# Time Sync Runbook (Trading Bots)

Goal: eliminate timestamp drift as a cause of signature / auth errors.

This runbook assumes:

- Your bot signs requests (HMAC, JWT, etc.)
- The exchange enforces a strict timestamp window (often 1–5 seconds)
- Your infrastructure might include containers, VMs, or managed platforms

## 0) When to run this

Run this whenever you see any of:

- `timestamp out of range`
- `recvWindow` / `timestamp` / `nonce` errors
- intermittent `signature invalid` that “goes away” on redeploy
- sudden spike in 401/403 across private endpoints

## 1) Immediate safety actions

- Stop retries for auth/signature errors.
- Open an auth circuit breaker (fail closed).
- If your bot can trade, engage the kill switch.

Reason: repeated invalid auth looks like abuse and can escalate blocks.

## 2) Confirm the exchange’s time rules

Capture from docs:

- allowed drift window (seconds)
- whether they support `serverTime` endpoint
- whether they accept a configurable `recvWindow`

Rules of thumb:

- `recvWindow` is not a fix for large drift; it is a tolerance buffer.
- If the exchange provides `serverTime`, use it for calibration.

## 3) Verify system time on the host

On Windows Server:

- Check Time Service (`w32time`) and sync status.

On Linux:

- Check if you use `systemd-timesyncd`, `chrony`, or `ntpd`.

What you’re looking for:

- Is time sync enabled?
- Is the last sync recent?
- Is the offset stable?

## 4) Verify container + VM assumptions

Common gotchas:

- Containers inherit time from the host; if the host drifts, every container drifts.
- VM snapshots and paused VMs can cause jumpy clocks.
- Autoscaled instances may boot with incorrect time until sync completes.

Mitigation:

- Prefer stable hosts with correct time sync.
- Delay bot startup until time sync is confirmed.
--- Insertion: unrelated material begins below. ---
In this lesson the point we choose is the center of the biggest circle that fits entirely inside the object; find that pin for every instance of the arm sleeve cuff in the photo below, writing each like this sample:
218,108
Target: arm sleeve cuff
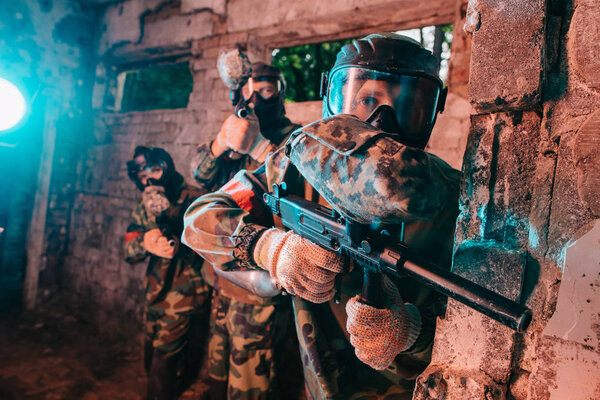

## 5) Exchange-time calibration (recommended)

Implement a lightweight calibration step:

- Call the exchange `serverTime` endpoint.
- Compute offset: `offset_ms = server_time_ms - local_time_ms`.
- Apply offset to all signed requests.

Operational rules:

- Recalibrate periodically (e.g., every 5–15 minutes).
- Recalibrate immediately after:
  - a resume from sleep
  - container restart
  - VM migration

## 6) Logging requirements (non-negotiable)

Log these fields on every signed request:

- `local_ts_ms`
- `server_ts_ms` (if available)
- `applied_offset_ms`
- `recv_window_ms`
- `signing_version` (helps detect deploy-related signature changes)
- `auth_error_class` (timestamp | signature | permission)

## 7) Fast tests

1) Force drift detection
- Temporarily skew local clock by +5s in a safe environment.
- Confirm your bot trips the auth breaker.

2) Confirm offset correction
- With offset enabled, verify signed calls succeed even with minor drift.

## 8) Definition of “fixed”

You’re done when:

- Timestamp-related errors drop to ~0.
- Offset stays within a small band (no oscillation).
- Auth errors do not trigger retry storms.